Right as visitors enter the main room, they encounter Rotem Ritov’s Monarch Migration #3- Biotopia: Gaza. At first the diorama looks fantastical with rich brown soil and colorful butterflies. But the work is “beckoning us to ride the rollercoaster that takes us between displays of magical beauty and the discovery of a bloated corpse,” symbolizing the story of Israeli-Palestinian relations. The gaza-shaped installation’s rich soil is run by a tank print, and the butterflies are made out of tanks and helicopters from 2007-2017 war debris.
Yochi Shrem’s Human Tapestry will surely catch each visitors eye, with a giant undulating sea of rainbow crochet body parts.
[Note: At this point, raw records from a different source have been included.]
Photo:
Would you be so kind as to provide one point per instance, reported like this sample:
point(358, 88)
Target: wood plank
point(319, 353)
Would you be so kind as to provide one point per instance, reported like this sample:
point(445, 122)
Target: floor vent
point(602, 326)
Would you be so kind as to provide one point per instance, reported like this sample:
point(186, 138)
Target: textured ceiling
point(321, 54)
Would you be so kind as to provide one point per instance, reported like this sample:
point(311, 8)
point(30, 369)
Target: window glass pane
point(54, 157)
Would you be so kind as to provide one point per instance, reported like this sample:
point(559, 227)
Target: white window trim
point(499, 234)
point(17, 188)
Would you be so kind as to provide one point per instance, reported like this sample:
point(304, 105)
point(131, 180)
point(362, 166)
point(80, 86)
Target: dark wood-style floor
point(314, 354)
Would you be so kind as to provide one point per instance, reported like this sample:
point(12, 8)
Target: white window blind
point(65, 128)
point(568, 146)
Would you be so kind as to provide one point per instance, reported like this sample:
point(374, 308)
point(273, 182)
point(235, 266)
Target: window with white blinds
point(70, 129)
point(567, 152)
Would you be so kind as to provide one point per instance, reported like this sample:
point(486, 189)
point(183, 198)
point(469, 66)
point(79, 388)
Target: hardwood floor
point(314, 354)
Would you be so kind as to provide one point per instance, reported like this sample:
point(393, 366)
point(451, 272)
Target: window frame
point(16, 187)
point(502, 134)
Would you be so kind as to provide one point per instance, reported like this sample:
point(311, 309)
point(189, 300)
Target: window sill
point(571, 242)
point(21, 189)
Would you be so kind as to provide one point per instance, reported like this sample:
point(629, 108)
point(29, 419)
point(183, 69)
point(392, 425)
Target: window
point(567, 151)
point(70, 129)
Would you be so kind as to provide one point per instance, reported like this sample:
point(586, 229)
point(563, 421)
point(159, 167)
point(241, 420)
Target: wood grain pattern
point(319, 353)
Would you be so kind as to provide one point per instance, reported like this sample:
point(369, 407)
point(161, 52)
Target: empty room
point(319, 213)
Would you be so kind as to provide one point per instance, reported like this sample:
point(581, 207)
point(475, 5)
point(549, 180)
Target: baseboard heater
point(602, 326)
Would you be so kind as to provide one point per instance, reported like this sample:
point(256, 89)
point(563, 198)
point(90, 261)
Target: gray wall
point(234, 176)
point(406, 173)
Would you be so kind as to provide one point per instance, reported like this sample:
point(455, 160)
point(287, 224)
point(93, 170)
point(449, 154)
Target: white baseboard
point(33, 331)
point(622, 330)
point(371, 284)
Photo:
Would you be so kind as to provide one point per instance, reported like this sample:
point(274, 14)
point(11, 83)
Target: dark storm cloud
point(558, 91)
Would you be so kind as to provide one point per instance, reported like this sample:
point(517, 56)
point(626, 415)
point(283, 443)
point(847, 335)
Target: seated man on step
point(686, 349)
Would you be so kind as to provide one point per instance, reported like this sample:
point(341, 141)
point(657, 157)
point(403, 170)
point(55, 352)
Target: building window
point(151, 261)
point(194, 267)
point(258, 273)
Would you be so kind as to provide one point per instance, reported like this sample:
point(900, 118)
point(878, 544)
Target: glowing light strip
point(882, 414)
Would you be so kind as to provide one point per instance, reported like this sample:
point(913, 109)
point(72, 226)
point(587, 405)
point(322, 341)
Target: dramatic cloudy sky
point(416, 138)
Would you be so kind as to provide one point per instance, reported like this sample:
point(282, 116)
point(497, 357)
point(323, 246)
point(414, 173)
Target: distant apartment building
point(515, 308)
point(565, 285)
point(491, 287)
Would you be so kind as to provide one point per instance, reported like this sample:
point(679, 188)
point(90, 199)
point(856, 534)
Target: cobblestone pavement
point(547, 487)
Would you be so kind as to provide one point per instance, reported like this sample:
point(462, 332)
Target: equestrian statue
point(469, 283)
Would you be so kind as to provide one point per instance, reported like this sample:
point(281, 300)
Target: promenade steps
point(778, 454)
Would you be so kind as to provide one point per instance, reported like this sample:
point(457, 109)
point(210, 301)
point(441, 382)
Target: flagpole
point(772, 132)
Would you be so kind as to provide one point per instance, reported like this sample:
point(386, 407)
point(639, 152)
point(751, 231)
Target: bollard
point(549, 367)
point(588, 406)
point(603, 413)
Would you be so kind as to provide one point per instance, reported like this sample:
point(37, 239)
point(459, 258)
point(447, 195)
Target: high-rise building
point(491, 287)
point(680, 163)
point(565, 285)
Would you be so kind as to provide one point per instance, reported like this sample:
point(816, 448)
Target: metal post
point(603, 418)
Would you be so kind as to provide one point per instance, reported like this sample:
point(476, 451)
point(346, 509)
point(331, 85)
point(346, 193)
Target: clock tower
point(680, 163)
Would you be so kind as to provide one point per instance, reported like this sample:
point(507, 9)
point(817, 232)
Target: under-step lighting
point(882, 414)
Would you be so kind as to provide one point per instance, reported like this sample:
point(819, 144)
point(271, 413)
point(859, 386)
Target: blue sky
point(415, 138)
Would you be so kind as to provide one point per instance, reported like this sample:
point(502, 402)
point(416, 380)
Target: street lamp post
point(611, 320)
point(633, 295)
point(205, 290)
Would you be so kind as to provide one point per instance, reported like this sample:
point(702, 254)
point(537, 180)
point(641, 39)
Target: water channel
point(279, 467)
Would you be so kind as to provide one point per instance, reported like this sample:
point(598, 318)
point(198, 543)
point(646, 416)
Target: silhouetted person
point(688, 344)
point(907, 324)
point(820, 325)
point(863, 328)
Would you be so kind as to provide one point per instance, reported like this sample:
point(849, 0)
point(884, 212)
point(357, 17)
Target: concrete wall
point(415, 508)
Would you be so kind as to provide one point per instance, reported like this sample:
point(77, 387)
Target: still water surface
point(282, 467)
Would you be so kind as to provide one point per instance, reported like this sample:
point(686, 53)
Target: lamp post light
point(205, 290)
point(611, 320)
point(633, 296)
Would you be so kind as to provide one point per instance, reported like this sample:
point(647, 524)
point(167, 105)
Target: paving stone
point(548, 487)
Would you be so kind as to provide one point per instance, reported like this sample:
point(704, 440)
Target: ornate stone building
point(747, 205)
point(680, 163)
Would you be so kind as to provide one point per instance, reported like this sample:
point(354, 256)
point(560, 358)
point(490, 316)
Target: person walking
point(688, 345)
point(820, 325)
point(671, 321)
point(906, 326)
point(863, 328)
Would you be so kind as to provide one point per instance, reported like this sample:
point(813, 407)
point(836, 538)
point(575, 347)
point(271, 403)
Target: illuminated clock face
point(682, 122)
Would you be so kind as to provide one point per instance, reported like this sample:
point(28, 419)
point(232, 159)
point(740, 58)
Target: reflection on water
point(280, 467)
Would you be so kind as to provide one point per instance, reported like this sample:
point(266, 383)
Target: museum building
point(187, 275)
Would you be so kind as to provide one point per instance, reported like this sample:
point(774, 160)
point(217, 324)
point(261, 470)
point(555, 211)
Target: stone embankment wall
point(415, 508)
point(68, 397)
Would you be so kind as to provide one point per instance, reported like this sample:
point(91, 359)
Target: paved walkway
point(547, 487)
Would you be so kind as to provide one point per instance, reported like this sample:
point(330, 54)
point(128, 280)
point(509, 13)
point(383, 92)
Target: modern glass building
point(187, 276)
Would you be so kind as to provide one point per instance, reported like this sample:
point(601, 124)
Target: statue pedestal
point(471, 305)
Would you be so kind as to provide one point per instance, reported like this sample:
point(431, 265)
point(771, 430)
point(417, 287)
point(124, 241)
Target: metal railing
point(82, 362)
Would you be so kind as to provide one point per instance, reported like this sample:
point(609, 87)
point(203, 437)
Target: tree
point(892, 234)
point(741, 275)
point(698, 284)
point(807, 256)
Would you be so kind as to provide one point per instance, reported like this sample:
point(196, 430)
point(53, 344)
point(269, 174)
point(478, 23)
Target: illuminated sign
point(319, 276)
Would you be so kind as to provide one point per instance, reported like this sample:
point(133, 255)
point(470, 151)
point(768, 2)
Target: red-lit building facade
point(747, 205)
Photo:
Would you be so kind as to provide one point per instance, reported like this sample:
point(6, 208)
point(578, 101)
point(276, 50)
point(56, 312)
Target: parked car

The site-specific installation refers to what’s within, physically and metaphorically. The nearly hundred handmade crochet forms replicate DNA, veins, chromosomes, neurons, etc in a extravagant diversity of colors and textures. Shrem explains that our society, fixated on metal, machines, and the digital world, doesn’t appreciate colors or the feelings they represent. Her piece airs the human flow of electricity, moving emotions inside us, especially as the dynamic spread of colorful innards gently breathes, stirring a thoroughly trippy feeling.
Fresh Paint’s annual social project, The Secret Postcard, will offer over 1,000 original postcard-size artworks this year in the Art Projects building. By renowned artists as well as students, each postcard sells anonymously for a uniform price of NIS 180, buyers only to discover the artist’s identity after purchasing. All the proceeds go to art education grants for Tel Aviv’s underprivileged children, funding 600 students over the past nine years.
If there’s one last exhibit visitors must be sure to check out this year, its I Infinite. Part dance performance, part video installation, part audience participatory light show, part journey into a mesmerizing alien realm, the experience is hypnotizing, eerie, and enthralling. Visitors put on a gray robe, take off their shoes, and walk into a white cube space where they’re free to roam, sit or stand wherever they choose. Meanwhile, projectors are set up at different angles projecting images or streams of light interacting with the dancer and everyone’s shadows in the most outlandish ways. Meditating on the digital world’s quest to re-create life, British contemporary artist Tom Dale uses special effects beyond the imagination to make audience members feel as though they’ve been transported into another dimension.
Fresh Paint is taking place at the Tel Aviv Fairgrounds this year, opening Thursday April 26th from 20:30 to 23:00, Friday April 27th from 10:00 to 18:00, Saturday from 10:00 to 21:00, and Sunday and Monday from 17:00 to 22:00. Tickets are NIS 50 and can be purchased here or at the door.